I am no professional movie reviewer and I haven’t been tainted by reading any professional reviews of the film. I have found that film critics cater to an audience that generally doesn’t include people like me that rarely get out to the movies and derive entertainment value differently than people that watch movies for a living or as a hobby.

My wife and I felt that several things were done very well. The story remained quite true to the book. The sets were wonderful. The casting was excellent. All of the actors played their parts very well. I particularly enjoyed actor Sam Hennings as Benjamin Steed and the actress that played Lydia McBride’s aunt (I couldn’t discover her name by searching the web; she's only a minor character). We enjoyed the cinematography. The backlit scenes were my favorite. My wife loved the panoramic scenes.

The only complaint I have didn’t detract much from my appreciation of the movie. Most of the characters speak a rough-hewn form of American frontier English liberally sprinkled with the likes of “we was” and other poor grammar. The villainous characters have the worst grammar.
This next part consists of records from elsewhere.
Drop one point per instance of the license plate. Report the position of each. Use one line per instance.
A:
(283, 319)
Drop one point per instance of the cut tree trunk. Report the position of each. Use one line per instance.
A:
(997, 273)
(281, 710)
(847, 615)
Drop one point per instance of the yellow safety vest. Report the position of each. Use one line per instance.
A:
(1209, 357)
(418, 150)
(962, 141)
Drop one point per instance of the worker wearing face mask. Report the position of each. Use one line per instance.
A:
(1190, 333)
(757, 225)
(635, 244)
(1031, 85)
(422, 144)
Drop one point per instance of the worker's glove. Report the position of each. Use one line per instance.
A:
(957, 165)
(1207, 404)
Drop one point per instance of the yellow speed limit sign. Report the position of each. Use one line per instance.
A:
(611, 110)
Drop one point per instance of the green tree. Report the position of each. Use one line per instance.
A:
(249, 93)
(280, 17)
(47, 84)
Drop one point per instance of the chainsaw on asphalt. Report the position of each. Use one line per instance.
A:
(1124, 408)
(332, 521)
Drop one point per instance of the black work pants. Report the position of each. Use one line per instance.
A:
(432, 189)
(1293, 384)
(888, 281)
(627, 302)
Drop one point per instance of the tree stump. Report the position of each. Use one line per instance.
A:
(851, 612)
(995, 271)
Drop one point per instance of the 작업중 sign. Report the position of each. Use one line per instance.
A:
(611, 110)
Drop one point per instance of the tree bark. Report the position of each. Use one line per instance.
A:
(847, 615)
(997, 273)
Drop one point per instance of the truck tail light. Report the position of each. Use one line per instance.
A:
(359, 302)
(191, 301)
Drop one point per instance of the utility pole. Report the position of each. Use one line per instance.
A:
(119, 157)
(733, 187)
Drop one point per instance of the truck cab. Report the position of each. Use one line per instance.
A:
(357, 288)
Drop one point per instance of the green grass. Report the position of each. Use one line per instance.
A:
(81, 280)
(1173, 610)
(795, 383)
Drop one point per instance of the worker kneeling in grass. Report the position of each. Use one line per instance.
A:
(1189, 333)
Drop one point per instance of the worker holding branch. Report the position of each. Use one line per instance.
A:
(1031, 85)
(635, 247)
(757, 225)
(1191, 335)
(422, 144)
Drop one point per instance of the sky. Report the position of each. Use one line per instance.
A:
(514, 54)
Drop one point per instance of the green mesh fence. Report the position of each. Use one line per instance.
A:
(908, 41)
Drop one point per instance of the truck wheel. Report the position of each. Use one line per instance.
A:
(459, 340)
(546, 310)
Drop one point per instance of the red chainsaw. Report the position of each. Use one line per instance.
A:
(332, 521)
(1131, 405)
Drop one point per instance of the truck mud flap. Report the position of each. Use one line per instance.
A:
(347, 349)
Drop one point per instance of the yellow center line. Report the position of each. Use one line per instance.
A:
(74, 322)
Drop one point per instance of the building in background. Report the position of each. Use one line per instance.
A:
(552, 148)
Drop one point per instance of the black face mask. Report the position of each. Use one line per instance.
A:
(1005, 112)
However, Joseph and Hyrum Smith always seem to use proper grammar. To me this doesn’t seem realistic. No major issue here, just a minor complaint. My wife had no problem with this.

The movie covers most of the story in the first book of the series. The book and the movie spend a lot of time developing the Nathan Steed and Lydia McBride characters as well as their blossoming relationship. The main story line focuses on interpersonal relationship challenges that result from some characters converting to the Mormon faith. The story of the translation of the Book of Mormon and the founding of the LDS Church are the main vehicle for the story, but are used as structural support rather than as the main story. The idea is to help viewers understand the experiences of average individuals that lived through this portion of church history.

We have already decided that we want to get the movie when it is released on DVD. While I’m not sure our children would have enjoyed the film in the theater, they might enjoy a family viewing experience at home. If you haven’t seen the film yet, take the opportunity to do so. My wife suggests that you bring some tissues.